The yen fell against the South Korean won and pound as the prospects for a global economic recovery buoyed the risk trade. The Swiss franc was little changed at near the highest level since July 2008 even as the central bank signaled it will maintain its stance against a stronger currency.
“It’s tough to buck this trend of dollar weakness,” said Sacha Tihanyi, a currency strategist at Scotia Capital Inc. in Toronto. “The numbers are reasonably positive. In the current environment, it’s hard to call a turn.”
The dollar traded at $1.4738 per euro at 10:06 a.m. in New York, compared with $1.4709 yesterday. It earlier reached $1.4767, the weakest level since Sept. 25, 2008. The yen lost 0.3 percent to 91.18 per dollar, from 90.93 yesterday, when it appreciated to 90.13, the strongest since Feb. 12. Japan’s currency slid 0.6 percent to 134.51 per euro, from 133.78.
The franc gained 0.3 percent to 1.0292 versus the dollar after advancing to 1.0285, the strongest level in more than a year. The Swiss National Bank held the three-month London interbank offered rate target at 0.25 percent and said in a teleconference from Zurich that it would continue to counter the franc’s appreciation.
Dollar Index
The Dollar Index, which tracks the U.S. currency against the euro, yen, pound, Canadian dollar, franc and Swedish krona, sank as low as 76.010 today, the weakest level since Sept. 22, 2008. The gauge dropped 15 percent from its 2009 high of 89.624 reached in March as investors sought refuge from the financial crisis in the world’s main reserve currency.

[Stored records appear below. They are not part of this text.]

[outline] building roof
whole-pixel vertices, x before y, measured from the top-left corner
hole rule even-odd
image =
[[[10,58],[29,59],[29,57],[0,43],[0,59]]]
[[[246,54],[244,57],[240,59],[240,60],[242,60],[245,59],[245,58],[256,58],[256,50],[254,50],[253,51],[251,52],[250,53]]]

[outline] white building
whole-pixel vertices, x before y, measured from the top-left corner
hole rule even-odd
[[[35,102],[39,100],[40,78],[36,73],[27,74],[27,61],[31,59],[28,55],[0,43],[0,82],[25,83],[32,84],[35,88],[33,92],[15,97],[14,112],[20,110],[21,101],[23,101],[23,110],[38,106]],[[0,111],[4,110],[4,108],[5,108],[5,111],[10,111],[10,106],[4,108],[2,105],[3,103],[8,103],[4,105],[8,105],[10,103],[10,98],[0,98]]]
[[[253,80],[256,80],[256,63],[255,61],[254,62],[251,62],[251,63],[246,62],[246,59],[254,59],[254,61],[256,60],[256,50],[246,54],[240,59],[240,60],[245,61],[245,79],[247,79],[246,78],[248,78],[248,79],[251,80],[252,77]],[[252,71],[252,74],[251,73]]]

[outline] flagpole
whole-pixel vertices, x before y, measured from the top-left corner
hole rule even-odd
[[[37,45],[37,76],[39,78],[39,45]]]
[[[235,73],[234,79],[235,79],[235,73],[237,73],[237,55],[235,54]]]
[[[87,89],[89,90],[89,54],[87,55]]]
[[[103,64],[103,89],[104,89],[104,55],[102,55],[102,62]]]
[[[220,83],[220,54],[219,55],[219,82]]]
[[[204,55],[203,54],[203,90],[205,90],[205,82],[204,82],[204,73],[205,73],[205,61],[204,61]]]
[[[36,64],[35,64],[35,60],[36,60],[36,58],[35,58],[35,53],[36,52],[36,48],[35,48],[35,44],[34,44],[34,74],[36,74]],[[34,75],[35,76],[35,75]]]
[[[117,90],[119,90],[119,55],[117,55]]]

“We are getting good economic data from the U.S. that is reinforcing confidence in the global recovery,” Derek Halpenny, European head of currency strategy in London at Bank of Tokyo- Mitsubishi UFJ Ltd., said in a Bloomberg Television interview. “Until we start to see interest rates respond to the positive news from the U.S., I think the line of least resistance is to continue selling the dollar.”
U.S. applications for unemployment benefits dropped by 12,000 to 545,000 in the week ended Sept. 12, from a revised 557,000 the week before, Labor Department data showed today. Economists forecast weekly claims would rise to 557,000 from a previously reported 550,000, according to the median of 34 projections in a Bloomberg News survey.
Philadelphia Data
The Federal Reserve Bank of Philadelphia’s general economic index increased this month to 14.1, from 4.2 in August. Positive readings signal manufacturing expansion. The median forecast of 56 economists surveyed by Bloomberg News was for an increase to 8.
The yen slid 1 percent to 13.19 won and depreciated 0.5 percent to 150.76 versus the pound on speculation investors will increase carry trades, in which they sell the currency of a nation with low borrowing costs and buy assets where returns are higher. The U.S. target lending rate of zero to 0.25 percent and Japan’s 0.1 percent benchmark compare with 2 percent in South Korea and 0.5 percent in the U.K.
Japan’s currency advanced earlier against the dollar and euro after Finance Minister Hirohisa Fujii said he doesn’t agree a weaker yen is necessarily good for overseas sales.
“It’s an absurd idea that the cheaper the yen is, the better for exports,” Fujii, 77, said at a press conference in Tokyo. “But it doesn’t mean higher yen is always the best.”